A challenge in data integration occurs when two datasets due to privacy preservation cannot be linked directly. An example is in international trade where some of the export information is only known to the exporting country, whereas some of the corresponding import information is only known to the importing country. A linkage at micro level of the import and export information is needed, but a direct linkage cannot be done due to the need for privacy preservation. Privacy is preserved when linking the two datasets using a private set intersection protocol, and in this setting the article by Dasylva et al. (2025) proposes a method for estimating population parameters while considering the errors occurring from both false positive and false negative linkages.
The Italian Permanent census data is an administrative register suffering from both under- and over-coverage error. The article by Ballerini et al. (2025) considers one sample designed to assess the under-coverage of the administrative source, and another sample designed to assess the over-coverage. A Bayesian analysis is used to estimate the population counts taking into account the coverage error. The resulting count estimates can be calculated at a detailed level, and the method also provides uncertainty estimates.
The selection bias of a non-probability sample is usually unknown and difficult to estimate. In the article by Villalobos Aliste et al. (2025), a model for this selection bias is proposed. The model makes it possible to estimate the expected mean squared errors for an estimator based on the probability sample and an estimator based on the non-probability sample. These expected mean squared errors are then used to construct a composite estimator based on both samples. The paper applies this method to estimate domain proportions for categorical variables.
Sometimes a non-probability data set may be considered as random. Analysis of the assumptions may lead to the approximation of the non-probability data formation mechanism by pseudo-probabilistic sampling methods. Čiginas et al. (2025) study a non-probability sample approximated by the Poisson pseudo-sampling design. The total of the binary study variable in the non-probability sample is estimated using the inverse probability weighted (IPW) estimator with estimated propensity scores. It may be biased. Its variance is estimated taking into account randomness of the non-probability sample, by bootstrap and by other known variance estimators. If the study variable is available also in a probability sample, the total is estimated by the design-based estimator and finally the linear combination of both estimators is applied. This decreases the bias of the estimator of the total and stabilizes the variance estimator, becoming more robust to model miss-specification of the propensity scores.

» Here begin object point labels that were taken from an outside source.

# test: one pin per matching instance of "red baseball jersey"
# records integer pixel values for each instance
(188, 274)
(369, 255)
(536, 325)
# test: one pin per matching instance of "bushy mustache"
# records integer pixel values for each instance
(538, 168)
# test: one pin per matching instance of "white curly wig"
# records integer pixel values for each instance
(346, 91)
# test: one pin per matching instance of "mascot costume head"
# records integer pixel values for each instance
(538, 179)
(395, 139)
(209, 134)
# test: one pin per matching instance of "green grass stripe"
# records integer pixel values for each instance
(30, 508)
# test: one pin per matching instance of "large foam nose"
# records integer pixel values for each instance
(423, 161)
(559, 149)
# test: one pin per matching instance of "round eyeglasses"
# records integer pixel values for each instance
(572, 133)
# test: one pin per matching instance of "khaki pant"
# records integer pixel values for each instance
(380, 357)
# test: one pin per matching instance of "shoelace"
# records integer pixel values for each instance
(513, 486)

Non-probability samples are often selective and unweighted estimators based on these samples are therefore often biased. A frequently used approach to correct for this selection bias is to determine pseudo-weights for the units of the non-probability sample and to use a weighted estimator to estimate parameters of interest, such as a population mean. Several methods to construct pseudo-weights have been proposed in the literature. In many of these methods, different models can be used, for example models for inclusion in the non-probability sample. In practice, it is very difficult to determine which method and which associated model(s) yield the best set of pseudo-weights. In the article by Liu et al. (2025), performance measures are proposed to determine the best (or at least a good) method and associated models for pseudo-weights.

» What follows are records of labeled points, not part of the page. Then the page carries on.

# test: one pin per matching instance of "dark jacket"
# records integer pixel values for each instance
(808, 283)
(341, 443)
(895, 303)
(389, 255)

Non-probability samples can often be obtained from commercial vendors. However, very little is known about the quality of these non-probability samples. The article by Murray-Watters et al. (2025) first investigates whether the quality of non-probability samples is consistent across sample vendors. This does not appear to be the case, which means that there is a risk that a purchased non-probability sample is of poor quality and estimates based on that sample are highly biased. This is an important issue for anyone considering purchasing a non-probability sample from a commercial vendor. To reduce the risk of highly biased estimates, the authors propose to average estimates based on non-probability samples from multiple vendors. They investigate several approaches for averaging estimates based on these samples. The proposed approaches were evaluated in a real-world application using one probability sample from the German Internet Panel and eight non-probability samples from different vendors.

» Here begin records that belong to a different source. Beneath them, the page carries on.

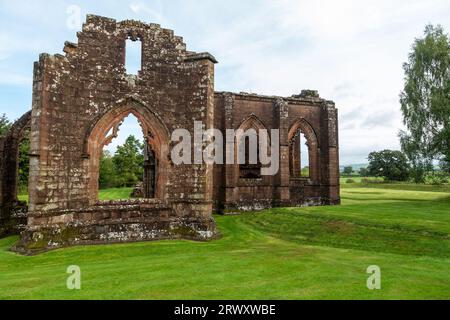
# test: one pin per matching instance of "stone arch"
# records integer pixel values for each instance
(312, 141)
(252, 122)
(10, 159)
(155, 134)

Omitted variable bias is a well-known problem in regression analysis. If relevant variables are not included in the data sets available to researchers, bias will occur in the estimated coefficients of the model. Linked administrative data sets are increasingly used and offer large sample sizes and higher precision in key variables, but they often lack relevant variables. In their article, Du et al. (2025) compare different cross-sectional and panel data structures, containing administrative and survey data. The authors provide a formal framework for understanding estimation bias due to the omission of important variables, as well as estimation bias arising from the use of imperfect proxy variables. The framework is applied to German administrative labor market data that are linked to survey data.
4. Future Directions
This issue highlights problems that arise when integrating data sources and using non-probability data, presenting examples of their solution and inviting survey statisticians to search for new solutions of the by-standing statistical problems. Below, we summarize and generalize the main proposals for future work proposed by the authors of the articles.
New data sources include not only smart data derived by machines measuring and recording the events in the physical world, but also loosely structured data from social networks, business process-mediated data like business transactions, reference tables and relationships, bank records, and many other cases. Framework development and applications are needed aiding integrated use of survey data, administrative data, smart data, social networks and machine generated data, and artificial intelligence and machine learning methods for parameter estimation in finite population and uncertainty quantification.
Conditions for successful usage of different data sources need to be created, such as development of a linkage strategy using a trusted execution environment for record linkage which avoids ethical pitfalls and preserves privacy and confidentiality. Fully automating the design of the linkage strategy with machine learning techniques, within the trusted execution environment, would be useful. Statistically sound resampling techniques for linked data should be developed. Progress in this area would enable correct statistical inferences.
Methods to estimate under-coverage and over-coverage in administrative data sources, using data of probability samples, are proposed in this issue but statistical methods should be developed, which, using probability survey data, may adjust also for other kinds of non-sampling errors, such as misclassification, measurement errors, and item nonresponse.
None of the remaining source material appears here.